CreateSpace, part of the Amazon.com, has recently announced a new online Books on Demand service.
CreateSpace was originally founded as CustomFlix Labs, Inc. in 2002 and acquired by Amazon.com Inc. in 2005. Prior to launching the Books on Demand service, CreateSpace was already providing inventory-free, physical distribution of CDs and DVDs on Demand, and video downloads via Amazon Unbox.
In addition, the company is no longer charging setup fees for books, audio CDs and DVDs. Authors, filmmakers and musicians can now offer their works on Amazon.com, CreateSpace.com and via their own free customizable eStore without any inventory, setup fees or minimum orders.
“The new CreateSpace Books on Demand service removes substantial economic barriers and makes it really easy for authors who want to self-publish their books and distribute them on Amazon.com,” said Jeff Wilke, senior vice president, North American Retail, Amazon.com. “The service will also give millions of Amazon customers access to an even greater selection of books, just as CreateSpace’s DVD and CD on Demand services are adding significant selection to our movie and music catalogs.”
Books on Demand works the same way as CreateSpace’s DVD and CD on Demand offerings. CreateSpace books sold on Amazon.com are printed on demand, display “in stock” availability on Amazon.com and can be shipped within 24 hours from when they are ordered. The books are automatically eligible for Amazon programmes such as “Search Inside!”, “Amazon Prime”, “Super Saver Shipping” and so on.
There are no setup fees or minimum orders for the CreateSpace on-demand service.
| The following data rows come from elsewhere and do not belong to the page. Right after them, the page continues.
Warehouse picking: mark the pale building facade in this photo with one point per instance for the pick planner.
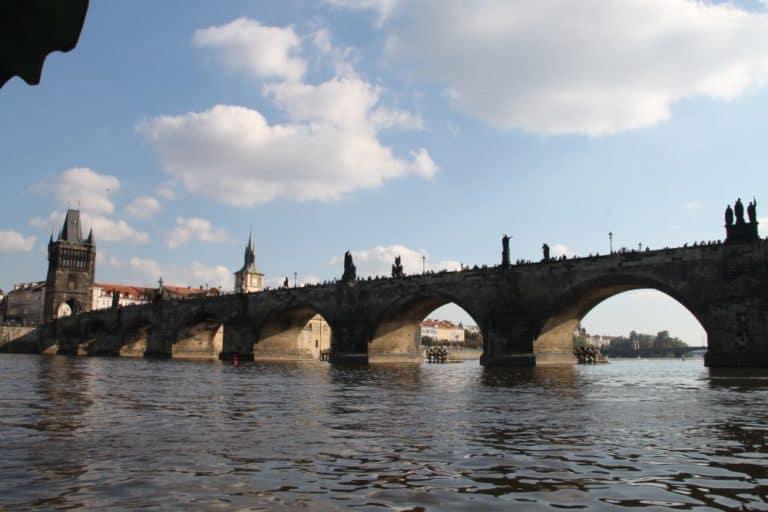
(442, 330)
(24, 304)
(315, 337)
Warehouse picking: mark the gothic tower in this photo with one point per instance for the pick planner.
(71, 269)
(249, 279)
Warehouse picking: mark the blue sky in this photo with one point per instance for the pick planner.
(386, 127)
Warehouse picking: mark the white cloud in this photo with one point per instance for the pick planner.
(166, 191)
(143, 207)
(194, 228)
(329, 145)
(580, 67)
(261, 51)
(378, 261)
(83, 188)
(148, 271)
(13, 241)
(233, 155)
(112, 230)
(384, 8)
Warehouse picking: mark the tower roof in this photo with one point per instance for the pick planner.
(71, 230)
(249, 259)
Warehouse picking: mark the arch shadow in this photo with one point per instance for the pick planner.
(395, 334)
(554, 342)
(296, 332)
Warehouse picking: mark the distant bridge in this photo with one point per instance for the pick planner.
(526, 312)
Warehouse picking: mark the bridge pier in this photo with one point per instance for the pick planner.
(160, 344)
(238, 340)
(737, 334)
(508, 341)
(349, 345)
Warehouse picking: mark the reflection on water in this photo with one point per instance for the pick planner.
(123, 434)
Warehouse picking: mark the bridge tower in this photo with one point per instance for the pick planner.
(71, 270)
(249, 279)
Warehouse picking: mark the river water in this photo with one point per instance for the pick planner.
(121, 434)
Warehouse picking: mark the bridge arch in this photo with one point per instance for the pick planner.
(136, 331)
(553, 345)
(395, 334)
(299, 331)
(200, 336)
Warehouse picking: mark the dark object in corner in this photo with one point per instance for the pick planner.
(31, 29)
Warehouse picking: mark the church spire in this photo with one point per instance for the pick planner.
(71, 231)
(250, 256)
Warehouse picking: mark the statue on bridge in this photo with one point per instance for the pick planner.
(736, 229)
(729, 216)
(738, 209)
(397, 268)
(505, 251)
(350, 271)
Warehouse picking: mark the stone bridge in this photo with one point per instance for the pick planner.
(526, 312)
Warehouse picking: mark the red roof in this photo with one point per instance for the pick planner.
(139, 292)
(438, 324)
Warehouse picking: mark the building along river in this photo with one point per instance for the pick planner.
(121, 434)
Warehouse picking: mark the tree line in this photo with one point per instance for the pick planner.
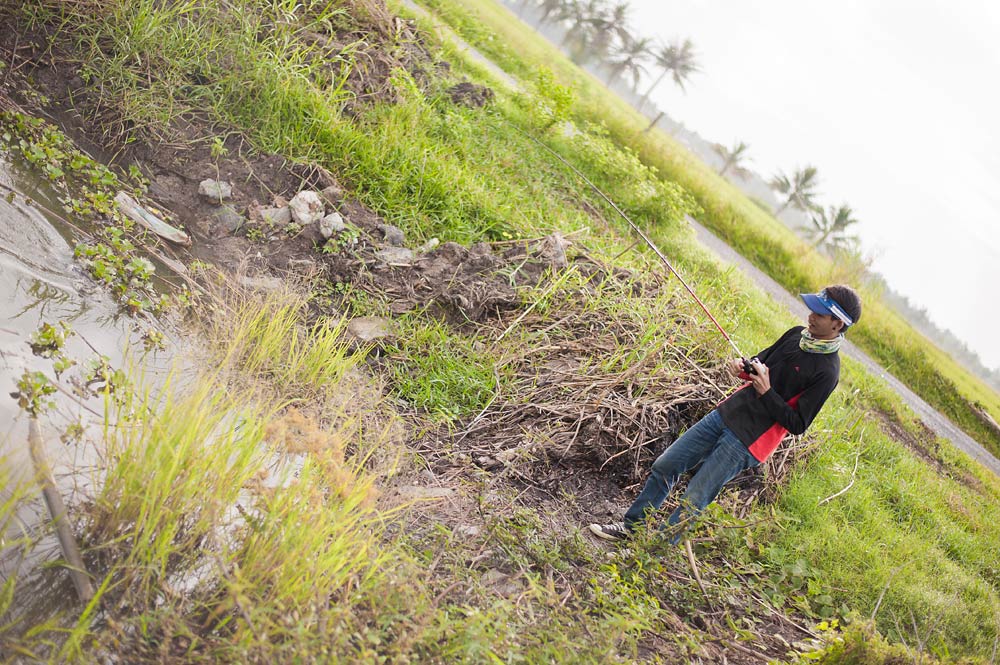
(599, 32)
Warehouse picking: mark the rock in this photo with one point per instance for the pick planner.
(467, 530)
(332, 195)
(553, 251)
(215, 191)
(332, 223)
(301, 265)
(366, 329)
(261, 282)
(507, 457)
(307, 208)
(470, 94)
(276, 216)
(392, 235)
(502, 583)
(418, 492)
(396, 256)
(226, 221)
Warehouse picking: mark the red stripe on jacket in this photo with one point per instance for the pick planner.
(767, 442)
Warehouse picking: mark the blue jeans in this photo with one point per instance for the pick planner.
(721, 455)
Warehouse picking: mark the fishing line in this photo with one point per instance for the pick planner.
(639, 231)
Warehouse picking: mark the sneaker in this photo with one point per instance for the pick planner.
(614, 531)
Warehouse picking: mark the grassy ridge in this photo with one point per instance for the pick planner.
(884, 334)
(438, 169)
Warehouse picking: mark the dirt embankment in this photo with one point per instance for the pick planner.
(570, 441)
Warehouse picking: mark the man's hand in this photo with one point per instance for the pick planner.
(761, 381)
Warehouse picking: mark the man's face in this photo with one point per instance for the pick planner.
(824, 326)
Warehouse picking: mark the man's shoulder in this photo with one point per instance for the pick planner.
(792, 333)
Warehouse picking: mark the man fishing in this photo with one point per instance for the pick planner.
(786, 386)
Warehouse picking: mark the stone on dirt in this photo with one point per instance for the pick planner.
(332, 223)
(225, 222)
(276, 216)
(470, 94)
(392, 235)
(215, 190)
(396, 256)
(307, 208)
(419, 492)
(261, 282)
(553, 251)
(332, 195)
(367, 329)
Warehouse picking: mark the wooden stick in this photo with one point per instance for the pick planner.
(857, 458)
(694, 568)
(57, 509)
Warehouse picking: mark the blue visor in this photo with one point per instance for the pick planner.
(821, 303)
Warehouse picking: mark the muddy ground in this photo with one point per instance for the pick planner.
(570, 445)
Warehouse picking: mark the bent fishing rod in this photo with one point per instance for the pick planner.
(645, 238)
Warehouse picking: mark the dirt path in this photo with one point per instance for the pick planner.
(937, 422)
(465, 47)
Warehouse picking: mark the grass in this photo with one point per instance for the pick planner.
(311, 571)
(729, 213)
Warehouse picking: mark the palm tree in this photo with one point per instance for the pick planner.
(678, 60)
(550, 7)
(800, 189)
(829, 228)
(629, 58)
(609, 26)
(732, 158)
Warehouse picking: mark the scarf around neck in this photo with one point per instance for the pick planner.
(810, 344)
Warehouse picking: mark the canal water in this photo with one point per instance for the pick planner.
(41, 282)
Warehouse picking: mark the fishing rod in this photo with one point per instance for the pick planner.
(650, 243)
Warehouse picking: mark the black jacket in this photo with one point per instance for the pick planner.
(800, 384)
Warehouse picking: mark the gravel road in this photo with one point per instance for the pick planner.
(932, 418)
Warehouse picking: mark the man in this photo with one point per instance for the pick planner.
(786, 386)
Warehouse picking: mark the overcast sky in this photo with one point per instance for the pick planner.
(896, 103)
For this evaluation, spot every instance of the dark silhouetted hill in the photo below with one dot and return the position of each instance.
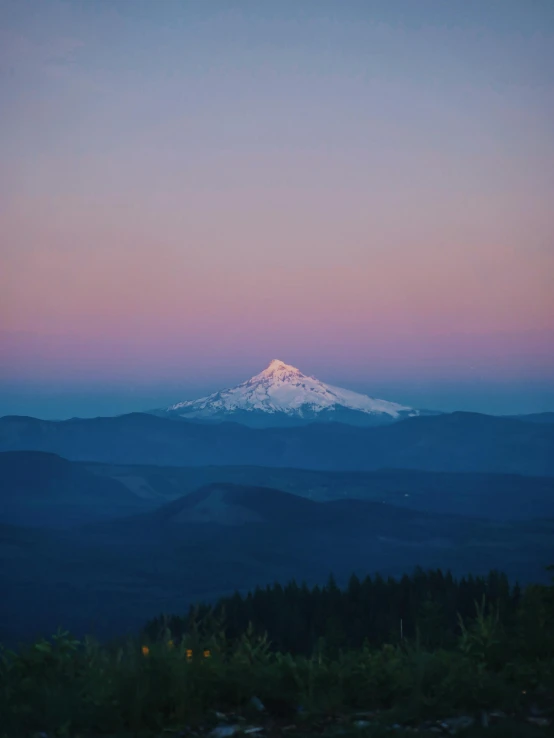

Members are required to purchase and approve a proof copy of their book, CD, and/or DVD before titles can be produced on demand. Books published via the CreateSpace Books on Demand service are printed with high-quality, full-colour paperback covers. Black-and-white or color interiors in multiple trim sizes can be selected as options. Members can also order high-quality copies of their book, DVD or CD at competitive wholesale prices.
An important aspect of the CreateSpace service is that the creator of the work retains the rights to the work. There is no attempt to ‘muscle in’ on the future earning potential of the work, should it become successful.
The scope of the CreateSpace service certainly provides plenty of options for content creators, especially in video. They can sell in DVD, HD-DVD or video download. Blue-Ray is due to be added to the roster in the near future. Additional services include assistance with cover artwork, conversion of videos to DVD’s, high definition capture and authoring to HD-DVD, and high volume disk replication.
Steffen Hoellinger, writing on the Openeur website, compares the retailer’s share of a commercial DVD sold on Amazon.com with that for a DVD sold on CreateSpace. The content creator retains a much higher percentage of the selling price when the product is sold through CreateSpace. For example, a 100 page black and white book with a list price of $25.00 sold through a CreateSpace E-Store would earn the author a royalty of $14.85 per sale. This raises the possibility that CreateSpace might become a distribution channel of choice for authors, film makers and musicians. If a writer or artist already has a public profile, is it necessary for them to contract with a publishing company to publish their work, if they can sell directly to end users and keep a much higher portion of the retail price for themselves?
The CreateSpace on-demand publishing service is not the only one of its kind – Lulu.com also offers self publishing services for books, digital downloads, CD and DVD. If CreateSpace provides publishers with an effective level of access to Amazon.com users (in other words, items available on CreateSpace show up in the search results on Amazon), then Lulu.com may find itself being squeezed out unless it can form an alliance with another heavyweight such as a mainstream search engine or social network.